Consciousness of Jesus Expanded from Body

To All Parts of Material Cosmic Vibration

The consciousness of Jesus, the man, felt the limitation of the body and began to vibrate with the ghost-like, holy, intelligent, Cosmic vibration as heard in meditation. This was the first attempt of the soul of Jesus to rise above His bodily attachment of incarnations. Jesus had been successful in transferring His consciousness from the circumference of the body to the boundary of all finite creation in the vibrating region. (See figure X.)
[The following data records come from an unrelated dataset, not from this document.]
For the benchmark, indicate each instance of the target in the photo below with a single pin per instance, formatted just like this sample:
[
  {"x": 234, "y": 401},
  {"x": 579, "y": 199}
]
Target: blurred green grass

The whole Cosmos can be divided in halves. One portion is pervaded by the transcendental God, the Father, who is ever-existing, ever-conscious, ever-new Bliss, and beyond all the categories of time, space, and vibration. The other portion is the vibratory region of space and time which contains in its sphere all the planetary universes, milky way, stars, and our little family of solar systems. The earth is a part of the solar system, and the body of Jesus was a small speck of the earth. Jesus, the man, had His consciousness caged in the little body, a speck of earth space.

By Love and Meditation

Jesus Extended His Consciousness

Jesus, the Christ Consciousness, by the expanding power of love and the spreading power of meditation, had been able to extend His consciousness to the region of all vibratory space. This is what is meant by Jesus being full of the Holy Ghost. Jesus was not possessed by a Ghost, or a disembodied soul, as popularly understood, but His consciousness was expanded fully from the region of the body vibration to the region of all vibration, as shown in the Figure X. Jesus, the man, a speck of the earth, became Jesus, the Christ, with His consciousness pervading all finite vibration.

The Exit of Buried Spirit from Matter

Omnipresent Spirit becomes buried in matter and vibration, just as the oil remains hidden in the olive, and can be released again only through love and meditation.

When the olive is squeezed, tiny drops of oil appear on its surface, so Spirit tries to squeeze its way out of matter as the souls of gems, beautiful minerals, plants, men, and supermen. Spirit expressed itself as beauty, magnetic and chemical power in gems, as beauty and life in plants, as beauty, power, life, motion, and consciousness in animals, as comprehension and expanding power in man, and again returns to omnipresence in the superman.

The gem expresses a part of Spirit, the plant expresses a little more. The animal expresses Spirit more than the plant, for the animal can cover a greater portion of space by bodily movements. Man, by his self-consciousness, can comprehend the thoughts of other men and can project his mind into space and to the stars, at least by the power of imagination.

In Superman Spirit Regains Its Omnipresence

The superman, by withdrawing life and energy from his body, can expand them and project them into all space, thus actually feeling the presence of all universes and every atom of the earth in his own consciousness. In the superman the lost omnipresence of Spirit is bound in the soul by individualized Spirit. To understand exactly what Jesus meant by being filled with the Holy Ghost, one must scientifically and metaphysically explode superstition and understand the true significance of His statements. That is why Jesus said: "Are not two sparrows sold for a farthing? and one of them shall not fall on the ground without your Father. Fear ye not, therefore, ye are of more value than many sparrows." Matt. 10:29-31.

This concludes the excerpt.